Note: This post is one in a series introducing one of the deepest ideas in modern computer science, expander graphs. Expanders are one of those powerful ideas that crop up in many apparently unrelated contexts, and that have a phenomenally wide range of uses. The goal of the posts is to explain what an expander is, and to learn just enough about them that we can start to understand some of their amazing uses. The posts require a little background in graph theory, computer science, linear algebra and Markov chains (all at about the level of a first course) to be comprehensible. I am not an expert on expanders, and the posts are just an introduction. They are are mostly based on some very nice 2003 lecture notes by Nati Linial and Avi Wigderson, available on the web at http://www.math.ias.edu/~boaz/ExpanderCourse/.

Today’s post is a short post, giving some extremely useful explicit examples of expander graphs.

Explicit examples of expanders

We’ve seen previously that a family of [tex]d[/tex]-regular random graphs on [tex]n[/tex] vertices defines an expander. For applications it is often more useful to have more explicit constructions for expanders. In particular, for applications to algorithms it is often useful to construct expanders on [tex]O(2^n)[/tex] vertices, where [tex]n[/tex] is some parameter describing problem size. Just to store a description of a random graph on so many vertices requires exponentially much time and space, and so is not feasible. Fortunately, more parsimonious constructions are possible, which we now describe.
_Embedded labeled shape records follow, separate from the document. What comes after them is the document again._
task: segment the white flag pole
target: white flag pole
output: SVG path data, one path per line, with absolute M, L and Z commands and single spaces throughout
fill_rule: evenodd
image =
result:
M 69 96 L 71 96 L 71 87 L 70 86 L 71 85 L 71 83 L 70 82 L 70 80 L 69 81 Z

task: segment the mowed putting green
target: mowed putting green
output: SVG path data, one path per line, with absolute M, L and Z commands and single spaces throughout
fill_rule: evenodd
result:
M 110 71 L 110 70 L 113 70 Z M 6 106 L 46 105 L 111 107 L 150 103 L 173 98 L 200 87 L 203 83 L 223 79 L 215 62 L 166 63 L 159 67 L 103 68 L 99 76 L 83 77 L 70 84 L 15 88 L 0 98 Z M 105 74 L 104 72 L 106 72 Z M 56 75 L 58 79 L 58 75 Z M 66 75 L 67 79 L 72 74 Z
Example: In this example the family of graphs is indexed by a prime number, [tex]p[/tex]. The set of vertices for the graph [tex]G_p[/tex] is just the set of points in [tex]Z_p[/tex], the field of integers modulo [tex]p[/tex]. We construct a [tex]3[/tex]-regular graph by connecting each vertex [tex]x \neq 0[/tex] to [tex]x-1,x+1[/tex] and [tex]x^{-1}[/tex]. The vertex [tex]x=0[/tex] is connected to [tex]p-1,0[/tex] and [tex]1[/tex]. According to the lecture notes by Linial and Wigderson, this was proved to be a family of expanders by Lubotsky, Phillips and Sarnak in 1988, but I don’t know a lower bound on the expansion parameter. Note that even for [tex]p = O(2^n)[/tex] we can do basic operations with this graph (e.g., random walking along its vertices), using computational resources that are only polynomial in time and space. This makes this graph potentially far more useful in applications than the random graphs considered earlier.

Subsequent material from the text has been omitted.